Beyrouth : Des fêtes en demi-teinte. Des enfants qui rentrent juste pour encore un Noël. Surtout un Noël. Des vœux souhaités du bout des sourires. Une année qui se pointe derrière un masque. Encore des masques. J’ai en ce début d’année deux mots dans ma tête.

Mea culpa.
Pas su le retenir mon pays. Grande tristesse. En janvier on fait des résolutions. Plein. On les écrit, on les retient, on les multiplie et on y croit. L’année sera ce qu’elle sera. Impossible de savoir. En ces premiers jours de cette nouvelle année, je n’ai que des regrets. Comme si je n’avais pas vraiment fait ce qu’il fallait faire.

Mea culpa.
Je me suis laissé tomber comme un oiseau qu’on abat. Je me suis laissé entraîner dans les tracasseries de ce quotidien sans lumière. Je me suis laissé griser par les promesses d’un changement rapide. Et surtout j’ai continué à les écouter. Eux. Ces monstres sans conscience qui n’arrêtent pas. De parler, de vociférer, de voler, de mentir et de vouloir encore être là face à un peuple qui les vomit.
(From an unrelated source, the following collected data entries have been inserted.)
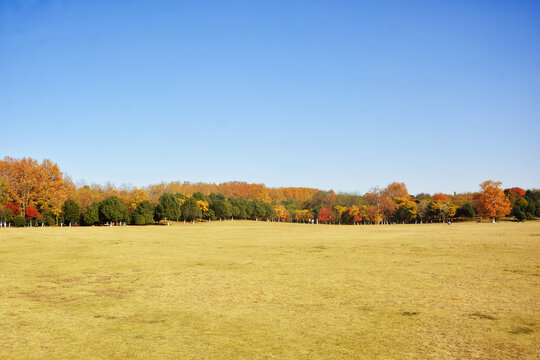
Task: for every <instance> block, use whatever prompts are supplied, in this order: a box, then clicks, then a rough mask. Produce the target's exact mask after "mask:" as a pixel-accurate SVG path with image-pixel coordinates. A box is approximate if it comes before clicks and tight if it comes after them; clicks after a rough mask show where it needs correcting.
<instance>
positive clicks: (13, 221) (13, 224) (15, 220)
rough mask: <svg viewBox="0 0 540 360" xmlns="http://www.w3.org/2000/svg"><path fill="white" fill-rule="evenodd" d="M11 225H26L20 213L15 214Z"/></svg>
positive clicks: (22, 216) (22, 225) (20, 226)
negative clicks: (11, 224) (14, 217)
mask: <svg viewBox="0 0 540 360" xmlns="http://www.w3.org/2000/svg"><path fill="white" fill-rule="evenodd" d="M13 225H15V226H16V227H23V226H26V219H25V218H24V216H22V215H17V216H15V218H14V219H13Z"/></svg>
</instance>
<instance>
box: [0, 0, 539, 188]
mask: <svg viewBox="0 0 540 360" xmlns="http://www.w3.org/2000/svg"><path fill="white" fill-rule="evenodd" d="M0 155H2V156H4V155H9V156H13V157H23V156H30V157H34V158H38V159H40V160H41V159H43V158H50V159H51V160H53V161H55V162H57V163H58V164H59V166H60V168H61V169H62V170H63V171H64V172H66V173H68V174H69V175H70V176H72V178H73V179H74V180H75V181H77V180H80V179H85V180H86V181H87V182H89V183H92V182H98V183H104V182H106V181H111V182H113V183H116V184H118V185H119V184H123V183H131V184H133V185H135V186H141V185H148V184H150V183H157V182H161V181H173V180H180V181H185V180H189V181H205V182H222V181H228V180H241V181H248V182H262V183H265V184H267V185H269V186H309V187H318V188H322V189H334V190H336V191H351V192H359V193H364V192H366V191H367V190H368V189H369V188H371V187H372V186H376V185H380V186H385V185H387V184H388V183H390V182H392V181H403V182H405V183H406V184H407V186H408V188H409V191H410V192H411V193H418V192H422V191H425V192H431V193H433V192H439V191H442V192H453V191H458V192H461V191H476V190H477V189H478V184H479V183H480V182H481V181H483V180H487V179H493V180H500V181H503V186H504V187H511V186H521V187H524V188H531V187H536V188H538V187H540V2H539V1H512V0H509V1H496V0H494V1H487V0H485V1H484V0H477V1H450V0H448V1H433V0H426V1H402V0H399V1H338V0H331V1H330V0H329V1H300V0H299V1H291V0H287V1H247V0H246V1H235V0H232V1H204V0H202V1H172V0H171V1H159V0H152V1H151V0H148V1H137V0H130V1H114V0H112V1H110V0H107V1H105V0H104V1H99V0H92V1H67V0H66V1H55V0H50V1H22V0H21V1H14V0H0Z"/></svg>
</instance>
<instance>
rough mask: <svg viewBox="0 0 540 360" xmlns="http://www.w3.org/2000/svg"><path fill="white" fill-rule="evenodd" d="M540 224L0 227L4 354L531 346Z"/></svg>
mask: <svg viewBox="0 0 540 360" xmlns="http://www.w3.org/2000/svg"><path fill="white" fill-rule="evenodd" d="M539 285H540V222H530V223H525V224H518V223H499V224H476V223H467V224H454V225H451V226H448V225H442V224H429V225H392V226H328V225H299V224H278V223H265V222H247V221H234V222H212V223H205V224H196V225H192V224H185V225H184V224H179V225H174V226H170V227H167V226H160V227H158V226H150V227H113V228H107V227H94V228H23V229H2V230H0V358H1V359H75V358H77V359H150V358H153V359H190V358H197V359H200V358H202V359H205V358H207V359H217V358H244V359H287V358H290V359H343V358H353V359H358V358H385V359H386V358H395V359H407V358H431V359H434V358H437V359H441V358H449V359H453V358H461V359H467V358H482V359H495V358H496V359H516V358H523V359H526V358H528V359H534V358H539V357H540V351H539V350H538V349H539V346H540V286H539Z"/></svg>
Mea culpa de ne pas avoir été dans la rue, tous les jours, toutes les minutes au lieu de passer l’année dans leurs files d’humiliation, dans leurs goulags destructeurs, dans leurs pièges impitoyables. Une année perdue à élaborer mille systèmes D pour garder la tête hors de l’eau.

Mea culpa de ne pas avoir hurler mon indignation, ma colère et mon mépris partout dans le monde pour que le monde voit.

Mea culpa de ne pas avoir su créer une muraille imprenable pour défendre mes villes, mon littoral, mes montagnes, mes vallées et mes plaines.

Mea culpa de ne pas m’être accrochée aux maisons qu’on abat et aux arbres qu’on déracine.

Mea culpa d’avoir laissé s’évaporer toute cette rage de ce moment où l’on a décidé qu’ils devaient tous partir.

Mea culpa d’avoir dit à mes amis que l’on n’a plus d’autre choix que de partir nous.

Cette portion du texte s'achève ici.